When adding and subtracting vectors, we treat the horizontal and vertical components separately. Three minus 13 is equal to negative 10. Three minus negative seven is the same as three plus seven, which is equal to 10. Therefore, the vector 𝐀𝐁 is equal to negative 10, 10. If we let the point C have coordinates 𝑥, 𝑦, we can substitute these values into our equation. Two multiplied by 𝑥, 𝑦 plus two multiplied by negative 10, 10 is equal to negative four, negative four.

Once again, we can treat the horizontal and vertical components separately to create two equations. The horizontal components give us two 𝑥 minus 20 is equal to negative four. The vertical components give us the equation two 𝑦 plus 20 is equal to negative four. In our first equation, we add 20 to both sides, giving us two 𝑥 is equal to 16. Dividing both sides by two gives us a value of 𝑥 equal to eight. In our second equation, we need to subtract 20 from both sides, giving us two 𝑦 is equal to negative 24. Once again, we can divide both sides of this equation by two, giving us 𝑦 is equal to negative 12. As 𝑥 is equal to eight and 𝑦 is equal to negative 12, the coordinates of point C are eight, negative 12.

Our final question involves calculating the magnitude or modulus of a vector.

If vector 𝐀𝐁 is equal to seven 𝑖 plus six 𝑗 and vector 𝐁𝐂 is equal to 𝑖, then the magnitude of vector 𝐀𝐂 is equal to blank.

We recall that the vector seven 𝑖 plus six 𝑗 can be written using triangular brackets as seven, six. The vector 𝑖 can be written one, zero, as there is no vertical component 𝑗. We also recall that when dealing with vectors, the vector 𝐀𝐂 is equal to the vector 𝐀𝐁 plus the vector 𝐁𝐂. In this question, we can calculate the vector 𝐀𝐂 by adding the vector six, one and the vector one, zero.

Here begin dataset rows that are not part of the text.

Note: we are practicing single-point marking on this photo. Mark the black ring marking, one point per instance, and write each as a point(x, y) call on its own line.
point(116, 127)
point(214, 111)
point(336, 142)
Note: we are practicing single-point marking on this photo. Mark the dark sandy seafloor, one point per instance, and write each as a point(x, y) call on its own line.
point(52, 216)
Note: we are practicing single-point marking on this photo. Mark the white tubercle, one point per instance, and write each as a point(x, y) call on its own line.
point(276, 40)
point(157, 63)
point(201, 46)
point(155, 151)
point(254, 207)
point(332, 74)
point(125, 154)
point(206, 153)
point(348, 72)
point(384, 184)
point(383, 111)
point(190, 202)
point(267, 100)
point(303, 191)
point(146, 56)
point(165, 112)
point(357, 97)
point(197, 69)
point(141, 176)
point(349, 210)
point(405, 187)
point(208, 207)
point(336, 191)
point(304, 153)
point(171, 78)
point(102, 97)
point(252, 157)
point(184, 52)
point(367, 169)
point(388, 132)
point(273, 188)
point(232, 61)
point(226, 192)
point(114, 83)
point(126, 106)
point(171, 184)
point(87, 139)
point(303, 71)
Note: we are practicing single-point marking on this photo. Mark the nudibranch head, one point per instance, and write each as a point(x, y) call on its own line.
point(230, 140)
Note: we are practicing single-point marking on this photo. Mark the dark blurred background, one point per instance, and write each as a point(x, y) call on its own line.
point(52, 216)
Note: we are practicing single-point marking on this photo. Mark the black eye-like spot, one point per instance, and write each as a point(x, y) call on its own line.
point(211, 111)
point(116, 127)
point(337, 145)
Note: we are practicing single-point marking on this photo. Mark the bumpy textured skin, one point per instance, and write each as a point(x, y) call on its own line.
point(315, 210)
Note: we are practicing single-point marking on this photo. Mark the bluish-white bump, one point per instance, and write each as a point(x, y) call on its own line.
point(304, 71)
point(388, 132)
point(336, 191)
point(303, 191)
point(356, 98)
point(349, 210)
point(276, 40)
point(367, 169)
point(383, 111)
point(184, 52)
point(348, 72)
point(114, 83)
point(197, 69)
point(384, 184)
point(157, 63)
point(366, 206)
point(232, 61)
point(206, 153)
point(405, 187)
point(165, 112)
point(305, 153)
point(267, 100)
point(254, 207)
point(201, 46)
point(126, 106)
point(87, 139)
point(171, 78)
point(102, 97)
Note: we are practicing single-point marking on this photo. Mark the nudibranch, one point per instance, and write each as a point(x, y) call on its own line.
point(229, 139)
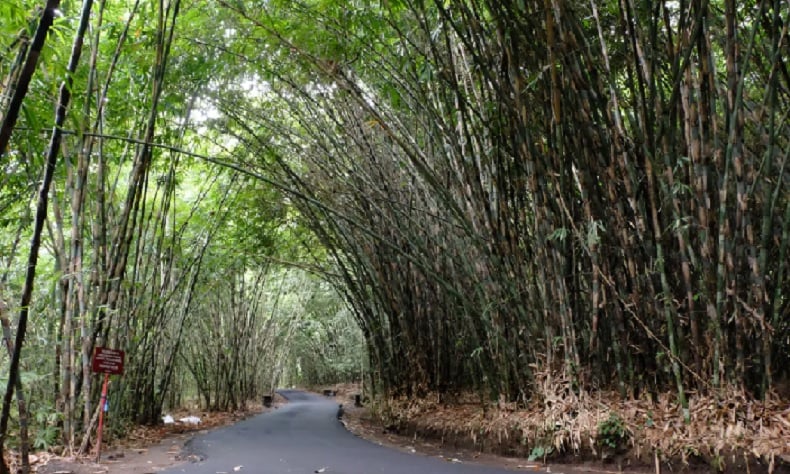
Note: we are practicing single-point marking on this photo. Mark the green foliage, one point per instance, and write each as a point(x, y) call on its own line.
point(612, 433)
point(46, 429)
point(540, 452)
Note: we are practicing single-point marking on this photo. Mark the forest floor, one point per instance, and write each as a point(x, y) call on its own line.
point(463, 432)
point(146, 449)
point(604, 435)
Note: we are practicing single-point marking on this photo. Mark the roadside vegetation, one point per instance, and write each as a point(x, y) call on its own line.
point(574, 211)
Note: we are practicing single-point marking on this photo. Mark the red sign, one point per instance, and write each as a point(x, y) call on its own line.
point(108, 361)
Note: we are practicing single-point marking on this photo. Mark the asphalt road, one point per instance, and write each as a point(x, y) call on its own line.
point(303, 437)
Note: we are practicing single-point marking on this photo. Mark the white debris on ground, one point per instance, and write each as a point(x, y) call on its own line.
point(190, 420)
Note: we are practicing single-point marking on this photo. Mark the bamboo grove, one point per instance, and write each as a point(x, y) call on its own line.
point(502, 194)
point(590, 193)
point(136, 241)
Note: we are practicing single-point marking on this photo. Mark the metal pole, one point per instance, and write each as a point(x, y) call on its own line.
point(101, 416)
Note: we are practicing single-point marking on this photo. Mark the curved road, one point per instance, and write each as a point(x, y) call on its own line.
point(303, 437)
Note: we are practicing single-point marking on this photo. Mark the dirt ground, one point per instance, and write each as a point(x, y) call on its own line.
point(147, 450)
point(151, 450)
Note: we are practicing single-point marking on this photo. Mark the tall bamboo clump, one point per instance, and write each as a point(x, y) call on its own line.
point(595, 191)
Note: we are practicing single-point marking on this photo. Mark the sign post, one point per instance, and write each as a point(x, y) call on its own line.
point(109, 362)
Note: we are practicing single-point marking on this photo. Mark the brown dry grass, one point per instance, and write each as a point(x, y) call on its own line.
point(726, 429)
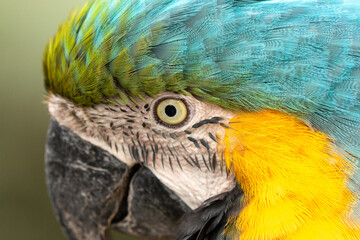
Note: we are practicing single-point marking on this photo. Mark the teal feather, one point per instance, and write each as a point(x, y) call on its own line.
point(301, 57)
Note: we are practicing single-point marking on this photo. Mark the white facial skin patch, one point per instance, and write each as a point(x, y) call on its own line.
point(183, 156)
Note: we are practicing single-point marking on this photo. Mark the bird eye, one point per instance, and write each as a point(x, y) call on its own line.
point(171, 112)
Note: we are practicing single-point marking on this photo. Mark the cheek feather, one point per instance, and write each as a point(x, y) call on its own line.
point(295, 184)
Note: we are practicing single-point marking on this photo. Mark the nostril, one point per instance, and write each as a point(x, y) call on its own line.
point(122, 211)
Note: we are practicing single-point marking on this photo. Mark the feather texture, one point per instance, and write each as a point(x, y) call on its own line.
point(301, 57)
point(294, 182)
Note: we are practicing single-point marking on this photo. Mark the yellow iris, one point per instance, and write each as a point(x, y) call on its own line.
point(171, 111)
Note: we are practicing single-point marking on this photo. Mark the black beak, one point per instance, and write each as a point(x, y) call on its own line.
point(92, 191)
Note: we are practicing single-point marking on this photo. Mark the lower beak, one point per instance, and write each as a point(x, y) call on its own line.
point(92, 191)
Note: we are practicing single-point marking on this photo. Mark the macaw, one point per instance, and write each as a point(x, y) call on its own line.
point(206, 119)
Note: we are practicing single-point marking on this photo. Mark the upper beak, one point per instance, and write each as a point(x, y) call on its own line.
point(92, 191)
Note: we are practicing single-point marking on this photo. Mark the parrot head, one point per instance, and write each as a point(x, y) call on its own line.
point(204, 120)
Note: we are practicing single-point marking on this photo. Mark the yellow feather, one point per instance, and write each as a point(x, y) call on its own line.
point(294, 182)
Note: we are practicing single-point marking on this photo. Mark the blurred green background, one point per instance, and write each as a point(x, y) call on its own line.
point(25, 27)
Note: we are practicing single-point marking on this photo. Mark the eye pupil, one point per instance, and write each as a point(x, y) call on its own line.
point(170, 110)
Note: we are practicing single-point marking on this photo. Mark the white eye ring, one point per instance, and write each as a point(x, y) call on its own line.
point(171, 111)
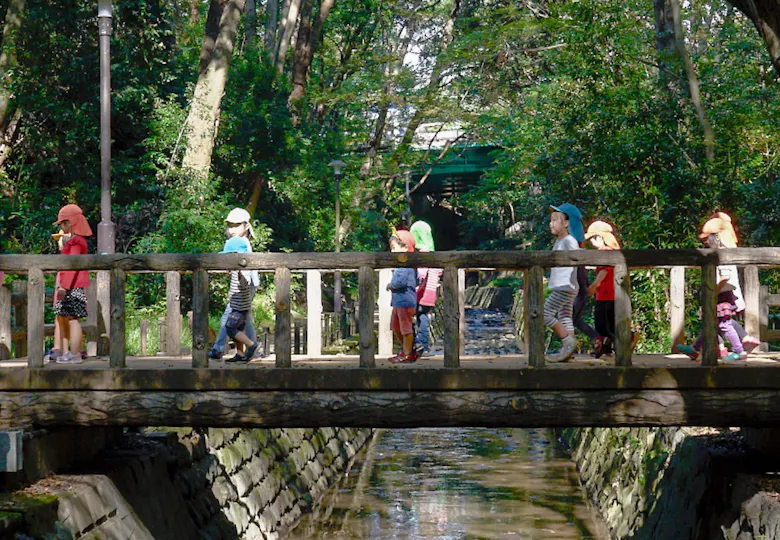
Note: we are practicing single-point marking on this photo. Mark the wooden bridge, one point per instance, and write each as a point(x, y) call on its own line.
point(452, 390)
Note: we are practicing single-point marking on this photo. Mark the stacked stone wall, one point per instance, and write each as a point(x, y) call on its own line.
point(676, 483)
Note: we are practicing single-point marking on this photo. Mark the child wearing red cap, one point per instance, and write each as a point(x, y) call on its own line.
point(70, 299)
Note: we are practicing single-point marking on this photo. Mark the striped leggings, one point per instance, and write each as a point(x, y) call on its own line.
point(558, 307)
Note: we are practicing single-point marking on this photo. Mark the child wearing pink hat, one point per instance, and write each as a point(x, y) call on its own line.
point(70, 299)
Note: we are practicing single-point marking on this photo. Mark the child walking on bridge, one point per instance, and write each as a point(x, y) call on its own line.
point(566, 226)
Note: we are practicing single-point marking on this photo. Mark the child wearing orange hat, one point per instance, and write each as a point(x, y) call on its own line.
point(718, 233)
point(70, 299)
point(601, 236)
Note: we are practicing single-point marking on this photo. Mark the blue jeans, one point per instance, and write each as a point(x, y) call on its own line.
point(424, 327)
point(221, 341)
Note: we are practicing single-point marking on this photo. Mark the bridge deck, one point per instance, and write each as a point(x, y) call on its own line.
point(489, 391)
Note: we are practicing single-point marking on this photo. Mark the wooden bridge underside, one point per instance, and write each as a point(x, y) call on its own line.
point(490, 391)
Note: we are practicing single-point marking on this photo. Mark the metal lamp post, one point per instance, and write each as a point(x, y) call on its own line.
point(337, 166)
point(106, 228)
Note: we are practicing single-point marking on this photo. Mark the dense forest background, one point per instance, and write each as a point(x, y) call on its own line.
point(650, 114)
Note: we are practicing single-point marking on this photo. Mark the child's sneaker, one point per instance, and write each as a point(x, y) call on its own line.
point(688, 350)
point(565, 352)
point(735, 356)
point(749, 343)
point(68, 358)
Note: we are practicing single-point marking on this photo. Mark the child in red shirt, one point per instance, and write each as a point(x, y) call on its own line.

When adding two vectors, we add the horizontal and vertical components separately. Seven plus one is equal to eight. Six plus zero is equal to six. Therefore, vector 𝐀𝐂 is equal to eight, six. This is not the final answer to this question though, as we need to calculate the magnitude or modulus of vector 𝐀𝐂. In order to do this, we need to know the following rule. If vector 𝐮 is equal to 𝑥, 𝑦, then the magnitude of vector 𝐮 is equal to the square root of 𝑥 squared plus 𝑦 squared. We use the Pythagorean theorem to calculate the magnitude or size of vector 𝐮 by squaring the horizontal and vertical components, finding their sum, and then square rooting the answer.

The magnitude of vector 𝐀𝐂 is equal to the square root of eight squared plus six squared. Eight squared is equal to 64, and six squared is 36. Adding these gives us the square root of 100, which is equal to 10. If vector 𝐀𝐁 is equal to seven 𝑖 plus six 𝑗 and vector 𝐁𝐂 is equal to 𝑖, then the magnitude of vector 𝐀𝐂 is 10.

We will now summarize the key points from this video. We found out in this video that a vector has a horizontal and vertical component. The horizontal component comes first and can be written in triangular brackets — four, negative three — or as four 𝑖 minus three 𝑗, where 𝑖 and 𝑗 are unit vectors. When adding and subtracting vectors, we treat the horizontal and vertical components separately. We also do this when multiplying a vector by a scalar. The magnitude of a vector is its size. And we found out in the last question that we can calculate this using the Pythagorean theorem.